Researchers have studied MTHFR gene polymorphisms in individuals with neural tube defects and in their mothers, but it remains unclear how these variations could affect the developing brain and spinal cord. The increased risk of neural tube defects may be related to differences in the ability of methylenetetrahydrofolate reductase to process folate; a shortage of this vitamin is an established risk factor for neural tube defects.
Although MTHFR gene polymorphisms are associated with an increased risk of neural tube defects, these variations are common in many populations worldwide. Most people withMTHFR gene polymorphisms do not have neural tube defects, and their children are also typically unaffected. Changes in the MTHFR gene are only one of many genetic and environmental factors that are thought to contribute to these complex conditions.

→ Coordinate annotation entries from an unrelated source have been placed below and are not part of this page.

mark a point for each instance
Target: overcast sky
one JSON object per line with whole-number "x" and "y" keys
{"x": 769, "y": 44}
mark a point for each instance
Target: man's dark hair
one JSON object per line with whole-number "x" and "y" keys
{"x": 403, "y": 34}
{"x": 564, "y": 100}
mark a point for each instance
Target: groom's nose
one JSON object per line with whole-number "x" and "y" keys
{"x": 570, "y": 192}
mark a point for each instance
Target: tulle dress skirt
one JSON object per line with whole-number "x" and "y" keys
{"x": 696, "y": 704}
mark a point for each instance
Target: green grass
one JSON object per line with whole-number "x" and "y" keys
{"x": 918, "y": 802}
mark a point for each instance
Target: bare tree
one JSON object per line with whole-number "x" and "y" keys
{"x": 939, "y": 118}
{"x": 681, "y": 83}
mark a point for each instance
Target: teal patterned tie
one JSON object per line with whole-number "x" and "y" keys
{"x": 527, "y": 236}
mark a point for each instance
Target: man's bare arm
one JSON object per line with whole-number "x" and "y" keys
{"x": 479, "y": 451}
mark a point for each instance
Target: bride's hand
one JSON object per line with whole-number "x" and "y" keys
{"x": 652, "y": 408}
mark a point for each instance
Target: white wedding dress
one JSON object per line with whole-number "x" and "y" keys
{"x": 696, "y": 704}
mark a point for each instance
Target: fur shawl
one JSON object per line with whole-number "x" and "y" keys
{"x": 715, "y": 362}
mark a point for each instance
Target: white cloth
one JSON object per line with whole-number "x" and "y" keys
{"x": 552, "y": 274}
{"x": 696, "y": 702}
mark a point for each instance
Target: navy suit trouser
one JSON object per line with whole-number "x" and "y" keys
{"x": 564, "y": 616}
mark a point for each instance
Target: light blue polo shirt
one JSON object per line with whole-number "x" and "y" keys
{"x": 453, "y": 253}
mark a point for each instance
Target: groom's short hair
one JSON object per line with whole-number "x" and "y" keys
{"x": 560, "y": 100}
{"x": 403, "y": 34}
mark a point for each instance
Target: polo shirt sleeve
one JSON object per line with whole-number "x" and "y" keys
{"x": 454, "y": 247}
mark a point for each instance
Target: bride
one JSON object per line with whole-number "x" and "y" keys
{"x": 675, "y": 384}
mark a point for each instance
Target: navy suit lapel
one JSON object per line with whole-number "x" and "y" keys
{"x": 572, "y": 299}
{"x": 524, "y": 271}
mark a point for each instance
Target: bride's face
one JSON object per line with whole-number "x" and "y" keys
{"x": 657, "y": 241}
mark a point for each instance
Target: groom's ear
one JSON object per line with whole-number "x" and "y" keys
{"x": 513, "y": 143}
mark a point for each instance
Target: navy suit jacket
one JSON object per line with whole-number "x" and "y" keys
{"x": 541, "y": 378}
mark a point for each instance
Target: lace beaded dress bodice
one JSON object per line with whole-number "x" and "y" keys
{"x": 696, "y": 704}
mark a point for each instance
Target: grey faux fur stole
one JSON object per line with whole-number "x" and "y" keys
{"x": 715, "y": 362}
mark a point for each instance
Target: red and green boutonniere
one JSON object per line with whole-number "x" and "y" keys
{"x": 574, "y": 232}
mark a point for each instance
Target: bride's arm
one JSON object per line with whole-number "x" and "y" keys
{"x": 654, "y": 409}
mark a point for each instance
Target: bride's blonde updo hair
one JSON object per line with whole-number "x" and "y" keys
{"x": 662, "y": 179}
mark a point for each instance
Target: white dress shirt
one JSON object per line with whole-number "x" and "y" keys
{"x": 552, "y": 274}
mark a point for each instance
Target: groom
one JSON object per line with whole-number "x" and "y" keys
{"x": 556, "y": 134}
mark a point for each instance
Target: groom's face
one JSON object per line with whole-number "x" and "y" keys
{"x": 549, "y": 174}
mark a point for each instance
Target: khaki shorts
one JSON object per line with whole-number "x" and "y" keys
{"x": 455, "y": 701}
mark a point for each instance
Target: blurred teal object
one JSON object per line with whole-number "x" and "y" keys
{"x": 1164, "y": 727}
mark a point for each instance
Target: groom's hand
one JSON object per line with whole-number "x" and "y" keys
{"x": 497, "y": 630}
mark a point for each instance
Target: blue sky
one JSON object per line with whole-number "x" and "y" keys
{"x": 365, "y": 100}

spina bifida - associated with the MTHFR gene
Polymorphisms in the MTHFR gene are also associated with an increased risk of spina bifida, another common type of neural tube defect. In people with this condition, when the spine forms, the bones of the spinal column do not close completely around the developing nerves of the spinal cord. As a result, part of the spinal cord may stick out through an opening in the spine, leading to permanent nerve damage.
As described above, variations in the MTHFR gene may increase the risk of neural tube defects by changing the ability of methylenetetrahydrofolate reductase to process folate. However, these variations are common in many populations worldwide. Most people with MTHFR gene polymorphisms do not have neural tube defects, nor do their children.
other disorders – increased risk from variations of the MTHFR gene
Polymorphisms in the MTHFR gene have also been studied as possible risk factors for a variety of common conditions. These include heart disease, stroke, high blood pressure (hypertension), high blood pressure during pregnancy (preeclampsia), an eye disorder called glaucoma, psychiatric disorders, and certain types of cancer. The 677C>T polymorphism in the MTHFRgene has also been suggested as a risk factor for cleft lip and palate, a birth defect in which there is a split in the upper lip and an opening in the roof of the mouth. Studies of MTHFR gene variations in people with these disorders have had mixed results, with associations found in some studies but not in others. Therefore, it remains unclear what role changes in the MTHFRgene play in these disorders. A large number of genetic and environmental factors, most of which remain unknown, likely determine the risk of developing most common, complex conditions.
Where is the MTHFR gene located?
Cytogenetic Location: 1p36.3
Molecular Location on chromosome 1: base pairs 11,785,729 to 11,806,102
The MTHFR gene is located on the short (p) arm of chromosome 1 at position 36.3.
More precisely, the MTHFR gene is located from base pair 11,785,729 to base pair 11,806,102 on chromosome 1.